Meester at the Of Mice and Men portrait unveiling in May 2014. Brad Barket / Getty Images

“It’s the same as people being okay with pussy grabbing.” Meester paused, seemingly wondering if she should have said that, but stood by the choice and continued: “They kind of just accept it and it just showed me, firsthand, that we have a very long way to go. I’m lucky that I could see it from that point of view — yes, the stakes were high for me as an actor, but it wasn’t true life, so I know it’s gotta be a million times harder for most other women. It was a challenge and a wonderfully life-changing time … [but] I felt like I took it quite personally. I was degraded by the other people on stage. I love them, but that was their part. And I’m sure it wasn’t easy for them either, but I think that has colored my feeling about going back to do theater. Every time now I think, Oh, I want to do that again, but I think I have that post-traumatic fear.”

Still, her Of Mice and Men experience was one Meester called “everything and more,” especially since she believes there’s something worthwhile the fans who’ve grown up alongside her can take away from the play and from each of her performances, including, hopefully, Deborah on Making History. “I love that I can now take fans that liked the things I was into and used to do — Gossip Girl and The Roommate and the things I did back when I was 20 — and say, ‘This is my taste now, this is what I like, so come over here and watch some Steinbeck or watch Making History,” she said.

Meester with her Making History co-stars Neil Casey, John Gemberling, Yassir Lester, and Adam Pally at the Television Critics Association winter press tour in January 2017. Frederick M. Brown / Getty Images

Though the new series mainly plays for laughs, it finds ways to educate, using America’s past to have present-day conversations about subjects that will affect future generations. “We make jokes about the Second Amendment and how it’s been misinterpreted and then reinterpreted over the years,” Meester said, “and about women’s rights in the sense that everybody’s rights are a lot at stake right now and it’s pretty scary. It makes you think, Where would I go if I had a time machine? And it makes you — at least it makes me — grateful and skeptical of my own time period. So whether we’re using humor or just saying it outright, I think going back in time is a really great vessel for having those discussions.”

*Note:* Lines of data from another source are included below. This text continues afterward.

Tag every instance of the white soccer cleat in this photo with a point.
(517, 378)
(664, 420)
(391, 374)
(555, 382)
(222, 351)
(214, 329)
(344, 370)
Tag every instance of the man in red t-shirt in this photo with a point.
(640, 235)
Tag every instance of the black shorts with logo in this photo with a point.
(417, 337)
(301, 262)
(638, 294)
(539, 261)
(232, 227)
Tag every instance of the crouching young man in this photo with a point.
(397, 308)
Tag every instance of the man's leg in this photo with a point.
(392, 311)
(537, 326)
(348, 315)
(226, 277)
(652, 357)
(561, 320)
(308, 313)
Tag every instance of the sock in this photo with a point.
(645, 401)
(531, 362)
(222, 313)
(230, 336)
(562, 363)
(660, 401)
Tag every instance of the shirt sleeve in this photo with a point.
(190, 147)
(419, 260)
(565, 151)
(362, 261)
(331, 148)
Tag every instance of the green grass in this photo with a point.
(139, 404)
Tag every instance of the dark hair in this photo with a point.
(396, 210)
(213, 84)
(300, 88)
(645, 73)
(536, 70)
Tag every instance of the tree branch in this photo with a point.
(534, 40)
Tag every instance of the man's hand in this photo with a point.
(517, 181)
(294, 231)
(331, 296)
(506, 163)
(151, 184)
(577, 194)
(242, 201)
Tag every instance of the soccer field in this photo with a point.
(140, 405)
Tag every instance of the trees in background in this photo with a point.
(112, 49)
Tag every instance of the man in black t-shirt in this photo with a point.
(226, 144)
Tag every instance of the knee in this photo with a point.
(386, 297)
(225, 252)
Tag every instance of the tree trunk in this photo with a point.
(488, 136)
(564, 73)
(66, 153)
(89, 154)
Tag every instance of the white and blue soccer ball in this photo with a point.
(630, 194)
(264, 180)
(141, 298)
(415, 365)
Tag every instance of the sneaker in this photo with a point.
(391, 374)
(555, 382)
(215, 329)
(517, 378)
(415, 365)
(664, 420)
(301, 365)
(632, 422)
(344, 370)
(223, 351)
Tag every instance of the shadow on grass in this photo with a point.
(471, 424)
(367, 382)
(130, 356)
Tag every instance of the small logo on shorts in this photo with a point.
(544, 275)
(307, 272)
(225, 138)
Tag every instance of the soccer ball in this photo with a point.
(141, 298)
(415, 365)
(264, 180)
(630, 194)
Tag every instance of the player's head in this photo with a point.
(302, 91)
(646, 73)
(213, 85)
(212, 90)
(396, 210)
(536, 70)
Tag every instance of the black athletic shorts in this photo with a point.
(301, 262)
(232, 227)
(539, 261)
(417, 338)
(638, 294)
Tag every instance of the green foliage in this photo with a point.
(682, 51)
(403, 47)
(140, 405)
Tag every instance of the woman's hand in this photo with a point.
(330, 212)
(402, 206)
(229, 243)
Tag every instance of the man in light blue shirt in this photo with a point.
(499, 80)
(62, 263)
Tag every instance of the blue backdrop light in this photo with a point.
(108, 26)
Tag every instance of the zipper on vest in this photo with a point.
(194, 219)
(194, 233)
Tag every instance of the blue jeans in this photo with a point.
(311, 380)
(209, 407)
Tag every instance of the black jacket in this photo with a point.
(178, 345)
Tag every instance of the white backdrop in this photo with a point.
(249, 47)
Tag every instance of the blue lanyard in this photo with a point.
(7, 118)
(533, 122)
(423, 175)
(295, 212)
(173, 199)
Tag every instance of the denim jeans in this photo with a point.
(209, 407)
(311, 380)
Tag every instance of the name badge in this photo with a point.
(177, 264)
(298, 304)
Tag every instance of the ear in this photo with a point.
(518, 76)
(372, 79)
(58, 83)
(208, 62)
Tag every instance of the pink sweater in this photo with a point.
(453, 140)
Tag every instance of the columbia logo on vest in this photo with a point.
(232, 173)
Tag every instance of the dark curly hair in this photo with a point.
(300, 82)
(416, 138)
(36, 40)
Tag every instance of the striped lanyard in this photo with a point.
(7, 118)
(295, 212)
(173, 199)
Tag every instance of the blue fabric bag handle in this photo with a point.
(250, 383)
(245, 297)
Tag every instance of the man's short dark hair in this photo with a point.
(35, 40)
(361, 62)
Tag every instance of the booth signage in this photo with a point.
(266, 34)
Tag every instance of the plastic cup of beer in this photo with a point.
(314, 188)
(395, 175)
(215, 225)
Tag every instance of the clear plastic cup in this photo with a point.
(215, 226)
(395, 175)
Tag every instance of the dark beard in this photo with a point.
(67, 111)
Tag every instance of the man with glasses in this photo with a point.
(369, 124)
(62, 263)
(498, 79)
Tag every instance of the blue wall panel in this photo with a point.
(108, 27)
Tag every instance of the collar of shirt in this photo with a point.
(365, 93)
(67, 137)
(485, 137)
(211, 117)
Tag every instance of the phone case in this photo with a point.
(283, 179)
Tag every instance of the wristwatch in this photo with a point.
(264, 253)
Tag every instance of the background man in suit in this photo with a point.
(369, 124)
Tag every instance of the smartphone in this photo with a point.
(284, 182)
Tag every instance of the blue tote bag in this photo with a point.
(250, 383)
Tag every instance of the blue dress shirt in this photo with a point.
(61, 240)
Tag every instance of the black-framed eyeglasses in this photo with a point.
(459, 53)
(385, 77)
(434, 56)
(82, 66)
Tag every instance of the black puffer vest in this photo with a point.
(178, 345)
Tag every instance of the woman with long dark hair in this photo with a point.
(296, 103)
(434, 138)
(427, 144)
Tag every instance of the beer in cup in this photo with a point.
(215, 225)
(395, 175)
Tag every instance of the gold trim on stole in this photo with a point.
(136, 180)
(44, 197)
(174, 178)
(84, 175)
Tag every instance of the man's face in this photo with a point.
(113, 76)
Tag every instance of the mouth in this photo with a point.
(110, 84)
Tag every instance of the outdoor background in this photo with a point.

Meester with Adam Brody at the 2014 Tony Awards. Dimitrios Kambouris / Getty Images

While pontificating about possible future timelines, talk turned to how Meester, who’s about to turn 31, would like her career to be remembered ultimately. After a very contemplative pause, she said she hopes the totality of her work can be “larger than what inspires me in the moment” and that it can spark conversations about — among other things — female empowerment and casual misogyny. Which is why the one conversation Meester isn’t keen on having involves her daily offscreen life. “I’ve seen that being a woman, especially if you’re dating or married to somebody, people are more interested. And if you have a kid, they’re interested in the before and after,” she said, referring to post-pregnancy body narratives.

It’s one reason why Meester and Brody have been so intensely private about their relationship; they’ve made very few joint red-carpet appearances and haven’t publicly commented on their marriage or the birth of their child. Meester’s social media accounts also entirely, and intentionally, focus on her professional endeavors.

“I would say that from experience — but mostly just this is where my gut comes in — it’s not good for me to really discuss personal stuff,” she said, before smiling and repeating the words “personal stuff” with air quotes. “It’s perpetuating a story that I don’t agree with, that I don’t like. I would just rather that if people have anything to say it’s about me and my character — and by my character, I mean my internal self, but also the character I’m playing at the moment. That it’s about my work. I don’t know if people agree, but I think and hope there is enough to say about me within that topic that is fulfilling to people. I get that maybe it’s not, because it still always comes up, but I just give as little as possible so I can feel protected and people go as far as you let them. I just don’t let them go too far.”